Quer saber? Quem se importa se alguém achava Lemmy um filho da puta? Com certeza, não ele. O cara viveu toda sua vida seguindo apenas um lema: faça o que quiser e foda-se o que acharão de você, de como você deveria ser ou do que você deveria estar fazendo em vez daquilo que você está fazendo – e aguente as consequências de suas escolhas. Foram SUAS escolhas e isso não é nada mais que sua obrigação. Nesse caso, Ian escolheu usar speed, beber (segundo a lenda) uma garrafa de Jack Daniels por dia e ser o baixista/ vocalista de uma banda de rock que continuou fazendo música alta, barulhenta, suja e veloz, mesmo quando todos os grandes gurus da indústria musical dos anos 70 disseram que aquilo JAMAIS faria sucesso, pois era ruim demais, e seu frontman nunca atrairia público, pois era muito feio.

Tudo que fez, o fez intensamente, durante toda a vida. Durante a divulgação do penúltimo álbum, Aftershock, Lemmy disse em entrevista ao New York Times sobre seu estado de saúde, que vinha se deteriorando nos últimos anos: “Estou pagando o preço por tempos bons demais, imagino. Me sinto muito pra baixo. Não vou conseguir um trabalho novo. É uma mistura de todas as coisas que fiz, e eu fiz muito”.

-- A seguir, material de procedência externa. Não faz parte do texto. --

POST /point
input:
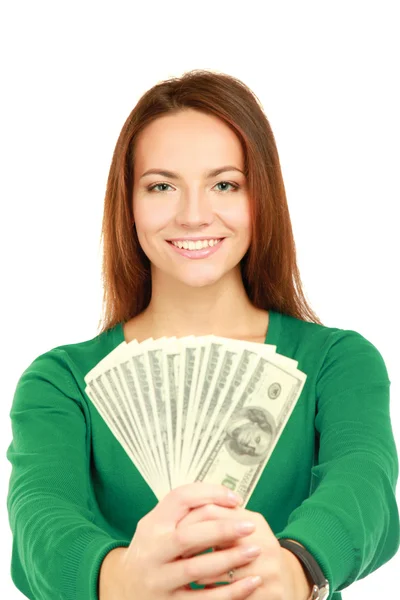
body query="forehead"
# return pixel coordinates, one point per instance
(190, 141)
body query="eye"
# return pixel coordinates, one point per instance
(235, 186)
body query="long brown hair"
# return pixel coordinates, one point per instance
(269, 270)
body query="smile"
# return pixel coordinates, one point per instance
(198, 249)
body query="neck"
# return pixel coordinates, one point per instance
(221, 309)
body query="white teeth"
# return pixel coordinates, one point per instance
(198, 245)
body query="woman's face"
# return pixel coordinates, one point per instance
(253, 439)
(192, 204)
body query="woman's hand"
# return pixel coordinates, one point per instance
(161, 560)
(281, 573)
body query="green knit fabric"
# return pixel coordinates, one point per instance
(74, 494)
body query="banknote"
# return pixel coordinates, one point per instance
(196, 408)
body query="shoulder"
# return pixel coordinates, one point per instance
(62, 368)
(331, 351)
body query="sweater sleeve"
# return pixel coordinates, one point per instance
(57, 547)
(350, 522)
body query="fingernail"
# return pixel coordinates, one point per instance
(245, 527)
(235, 498)
(251, 551)
(253, 582)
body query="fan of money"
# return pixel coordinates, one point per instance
(198, 408)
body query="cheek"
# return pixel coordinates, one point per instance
(150, 217)
(237, 215)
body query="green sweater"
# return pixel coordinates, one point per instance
(74, 494)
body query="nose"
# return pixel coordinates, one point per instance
(194, 209)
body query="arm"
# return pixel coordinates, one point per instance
(57, 545)
(108, 577)
(350, 522)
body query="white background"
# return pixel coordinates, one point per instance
(327, 75)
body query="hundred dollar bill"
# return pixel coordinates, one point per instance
(119, 400)
(116, 427)
(227, 368)
(249, 432)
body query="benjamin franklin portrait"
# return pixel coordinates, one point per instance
(249, 435)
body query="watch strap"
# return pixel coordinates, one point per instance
(320, 589)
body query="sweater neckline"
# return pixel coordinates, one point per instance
(271, 338)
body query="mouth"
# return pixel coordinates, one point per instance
(196, 253)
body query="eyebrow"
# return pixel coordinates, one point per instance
(171, 175)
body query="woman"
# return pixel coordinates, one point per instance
(195, 161)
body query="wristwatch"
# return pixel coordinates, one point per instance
(320, 589)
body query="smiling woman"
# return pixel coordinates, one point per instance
(197, 241)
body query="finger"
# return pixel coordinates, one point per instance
(211, 512)
(209, 566)
(178, 502)
(201, 536)
(235, 591)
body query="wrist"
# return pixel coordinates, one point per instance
(302, 585)
(109, 575)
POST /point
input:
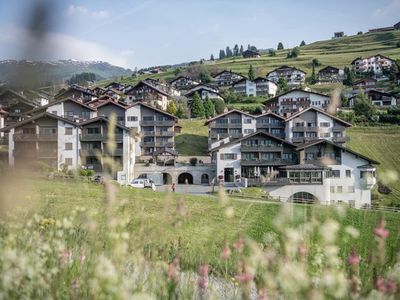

Sim, o Motörhead deixou 22 álbuns maravilhosos, fez shows pelo mundo que deixaram muita gente surda e/ ou com torcicolo (meu pescoço dói até hoje por conta do show de 2007). O maior legado da banda, no entanto, não foram seus clássicos como Ace of Spades, Orgasmatron e Overkill entre outras músicas, mas o modo de vida que Lemmy viveu e ensinou os roqueiros a viver. “Sexo, drogas e rock n’ roll”? Se for a sua onda, sim, mas a lição não é essa.

O que Kilmister pregou foi: seja você mesmo, faça aquilo que te dá tesão em fazer e fodam-se as regras impositoras da sociedade. Se você quer ser artista (dançarino, músico, pintor, ator de teatro, sei lá), mas todo mundo diz que isso não dá dinheiro e você precisa encontrar uma “carreira de verdade”, foda-se. Se você gosta de pessoas do mesmo sexo, mas diversas “classes” dizem que isso é pecado, errado e antinatural, foda-se! Se você se sente bem sem precisar se depilar ou perder aqueles quilinhos a mais ou usando o seu penteado moicano ou piercing no nariz com uma corrente que se liga ao umbigo ou com sua tatuagem de caveira no ombro e as pessoas dizem que isso é coisa de gente “doente”, FODA-SE!

Sem perceber, Lemmy foi o maior pregador de autoajuda da história do rock, e ele não precisou fazer palestras ou lançar livros caça-níqueis. Bastou viver – e quem quisesse que enxergasse isso. Como ele próprio dizia no início das apresentações, “Nós somos o Motörhead e nós tocamos Rock n’ Roll”. Se você também vive com o “foda-se” ligado para essas regras imbecis da sociedade, parabéns: você também faz Rock n’ Roll. Você também é Motörhead.